Nesse contexto, perde-se a compreensão de que existem determinadas questões das nossas vidas que seriam melhor resolvidas coletivamente. As formas de representação, como sindicatos ou associações profissionais, estão fora de moda. Na verdade, vivemos a era do empreendedorismo. Trabalhar em uma empresa e ter sua carteira de trabalho assinada parece coisa do passado. A moda é ser “livre” e trabalhar por meio de aplicativos, em um contexto sem horários ou quaisquer garantias sociais.
Surge o sujeito do desempenho. Alguém que está sempre disponível e correndo atrás do trabalho e, dada a instabilidade da sua condição, está sempre pensando em alternativas. Nessas condições, além das dificuldades de viver no presente, o indivíduo também vive e precisa gerenciar o seu futuro incerto.
É possível que essa sociedade da produtividade e da eficiência contribua para o elevado número de pessoas com síndrome de burnout e outros transtornos psicológicos. A ilusão da liberdade, que faz com que cada um assuma responsabilidades que são do conjunto da sociedade, como, por exemplo, ter que pagar pela própria aposentadoria, cobra um preço muito caro.
É possível uma saída da Sociedade do cansaço?
A crítica de Han se dirige a um tipo de cansaço que se dá pelo isolamento do indivíduo. Ironicamente, o excesso de meios de comunicação tem nos isolado e a quantidade assombrosa de informações que temos à nossa disposição tem nos alienado e consequentemente nos embrutecido. Os smartphones são quase uma parte do corpo humano e, devido aos seus aplicativos que causam dependência, estamos vendo uma espiral ascendente de todos os problemas elencados.
Por fim, é importante dizer que a sociedade do cansaço não existe fora do modelo de capitalismo atual, da financeirização, do neoliberalismo, da economia de plataformas, da destruição do meio ambiente e da precarização da vida humana. Como resultado, fake news, deep fakes e polarização são termos que fazem parte do cotidiano. Eles vêm mudando as realidades de pessoas, de países e do próprio mundo.

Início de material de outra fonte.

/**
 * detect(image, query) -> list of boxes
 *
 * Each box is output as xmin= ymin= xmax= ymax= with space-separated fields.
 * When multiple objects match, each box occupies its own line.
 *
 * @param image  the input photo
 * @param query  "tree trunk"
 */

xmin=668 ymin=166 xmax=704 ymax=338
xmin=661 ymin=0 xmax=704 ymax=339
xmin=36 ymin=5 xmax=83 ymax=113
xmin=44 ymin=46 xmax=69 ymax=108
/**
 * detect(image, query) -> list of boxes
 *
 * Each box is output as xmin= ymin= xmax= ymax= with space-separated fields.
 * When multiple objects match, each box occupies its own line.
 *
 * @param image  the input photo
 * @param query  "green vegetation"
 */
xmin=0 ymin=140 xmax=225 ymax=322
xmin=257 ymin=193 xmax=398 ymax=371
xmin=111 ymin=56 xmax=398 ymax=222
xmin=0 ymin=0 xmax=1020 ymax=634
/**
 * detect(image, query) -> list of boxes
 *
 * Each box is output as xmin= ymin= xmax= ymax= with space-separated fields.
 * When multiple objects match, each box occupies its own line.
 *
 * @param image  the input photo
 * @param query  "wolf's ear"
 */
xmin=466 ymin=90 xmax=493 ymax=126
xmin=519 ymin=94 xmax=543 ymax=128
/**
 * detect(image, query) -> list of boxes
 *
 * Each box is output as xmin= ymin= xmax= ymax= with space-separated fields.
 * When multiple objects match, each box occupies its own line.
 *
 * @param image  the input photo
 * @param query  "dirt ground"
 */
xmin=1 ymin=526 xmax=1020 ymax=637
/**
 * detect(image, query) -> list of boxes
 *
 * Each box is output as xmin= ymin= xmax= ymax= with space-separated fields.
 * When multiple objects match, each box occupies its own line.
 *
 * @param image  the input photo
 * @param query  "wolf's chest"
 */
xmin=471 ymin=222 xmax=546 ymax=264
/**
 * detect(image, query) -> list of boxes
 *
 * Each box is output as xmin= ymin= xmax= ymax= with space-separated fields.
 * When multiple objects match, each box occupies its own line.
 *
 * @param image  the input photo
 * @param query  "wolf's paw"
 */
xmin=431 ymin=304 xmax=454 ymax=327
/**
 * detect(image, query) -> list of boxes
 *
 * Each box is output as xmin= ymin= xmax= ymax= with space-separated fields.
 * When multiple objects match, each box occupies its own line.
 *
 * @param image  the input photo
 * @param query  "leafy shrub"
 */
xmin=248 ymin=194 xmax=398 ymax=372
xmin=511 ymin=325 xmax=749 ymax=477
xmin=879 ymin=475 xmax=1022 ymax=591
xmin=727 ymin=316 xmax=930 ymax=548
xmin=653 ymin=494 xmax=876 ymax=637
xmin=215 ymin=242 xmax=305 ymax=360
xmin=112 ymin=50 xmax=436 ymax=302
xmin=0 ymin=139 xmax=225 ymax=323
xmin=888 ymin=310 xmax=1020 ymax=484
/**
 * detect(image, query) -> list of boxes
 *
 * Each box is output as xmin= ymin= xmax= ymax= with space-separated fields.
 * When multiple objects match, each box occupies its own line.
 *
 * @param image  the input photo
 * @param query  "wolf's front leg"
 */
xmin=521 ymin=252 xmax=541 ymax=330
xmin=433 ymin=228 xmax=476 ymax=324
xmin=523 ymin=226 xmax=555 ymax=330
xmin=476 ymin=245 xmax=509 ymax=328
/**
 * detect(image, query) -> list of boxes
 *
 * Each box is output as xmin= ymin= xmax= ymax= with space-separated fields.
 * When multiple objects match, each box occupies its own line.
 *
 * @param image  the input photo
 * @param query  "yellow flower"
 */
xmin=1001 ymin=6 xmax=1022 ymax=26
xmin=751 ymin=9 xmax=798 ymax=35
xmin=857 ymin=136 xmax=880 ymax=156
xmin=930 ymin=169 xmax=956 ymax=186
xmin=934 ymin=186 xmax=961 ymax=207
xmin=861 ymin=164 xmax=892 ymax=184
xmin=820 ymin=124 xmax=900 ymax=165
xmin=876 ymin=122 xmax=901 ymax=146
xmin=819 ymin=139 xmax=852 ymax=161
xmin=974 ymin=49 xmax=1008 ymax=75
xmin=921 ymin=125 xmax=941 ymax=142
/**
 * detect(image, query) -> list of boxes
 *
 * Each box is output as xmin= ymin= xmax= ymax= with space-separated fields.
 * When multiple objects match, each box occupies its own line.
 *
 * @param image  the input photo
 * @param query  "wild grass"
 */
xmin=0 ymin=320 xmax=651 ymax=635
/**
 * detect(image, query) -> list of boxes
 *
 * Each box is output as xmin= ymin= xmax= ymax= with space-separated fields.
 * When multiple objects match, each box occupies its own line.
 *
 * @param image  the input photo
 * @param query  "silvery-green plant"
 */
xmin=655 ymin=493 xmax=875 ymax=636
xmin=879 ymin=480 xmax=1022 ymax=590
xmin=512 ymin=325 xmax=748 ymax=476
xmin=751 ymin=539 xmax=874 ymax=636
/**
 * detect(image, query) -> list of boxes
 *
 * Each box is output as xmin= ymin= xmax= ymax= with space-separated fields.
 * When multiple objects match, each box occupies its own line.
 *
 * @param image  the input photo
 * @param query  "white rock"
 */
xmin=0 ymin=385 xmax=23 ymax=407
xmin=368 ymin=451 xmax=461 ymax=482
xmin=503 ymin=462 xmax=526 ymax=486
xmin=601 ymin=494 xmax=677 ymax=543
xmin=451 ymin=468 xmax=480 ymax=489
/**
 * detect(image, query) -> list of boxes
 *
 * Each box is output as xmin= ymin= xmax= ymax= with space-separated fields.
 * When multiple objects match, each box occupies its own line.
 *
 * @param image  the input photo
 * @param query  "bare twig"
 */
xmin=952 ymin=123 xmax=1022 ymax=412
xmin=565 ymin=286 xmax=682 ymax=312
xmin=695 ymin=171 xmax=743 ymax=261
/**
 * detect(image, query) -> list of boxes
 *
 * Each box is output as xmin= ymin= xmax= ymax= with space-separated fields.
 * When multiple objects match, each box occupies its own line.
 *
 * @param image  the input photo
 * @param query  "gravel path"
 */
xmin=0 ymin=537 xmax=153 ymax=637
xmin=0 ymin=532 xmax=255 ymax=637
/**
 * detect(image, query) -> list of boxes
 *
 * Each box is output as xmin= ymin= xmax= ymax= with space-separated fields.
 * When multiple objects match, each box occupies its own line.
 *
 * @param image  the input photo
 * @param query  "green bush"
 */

É difícil antever uma saída para esse quadro distópico. No entanto, anos depois da publicação da obra, percebemos a intensificação do que está descrito nela. O autor retrata várias questões em outros livros publicados posteriormente, nos ajudando a compreender a complexidade dos tempos atuais. A impressão é de que estamos cada vez mais isolados e que a própria civilização está entrando em crise. Há uma descrença geral na política e nas instituições. Infelizmente, as democracias se deterioram a olhos vistos.
Espero que, tendo um final feliz, diferente do conto de Bartleby, o célebre personagem de Melville citado por Han no penúltimo capítulo do livro, em algum momento possamos aprender também a dizer “Eu preferiria não”, e que, a partir daí, o equilíbrio se reestabeleça.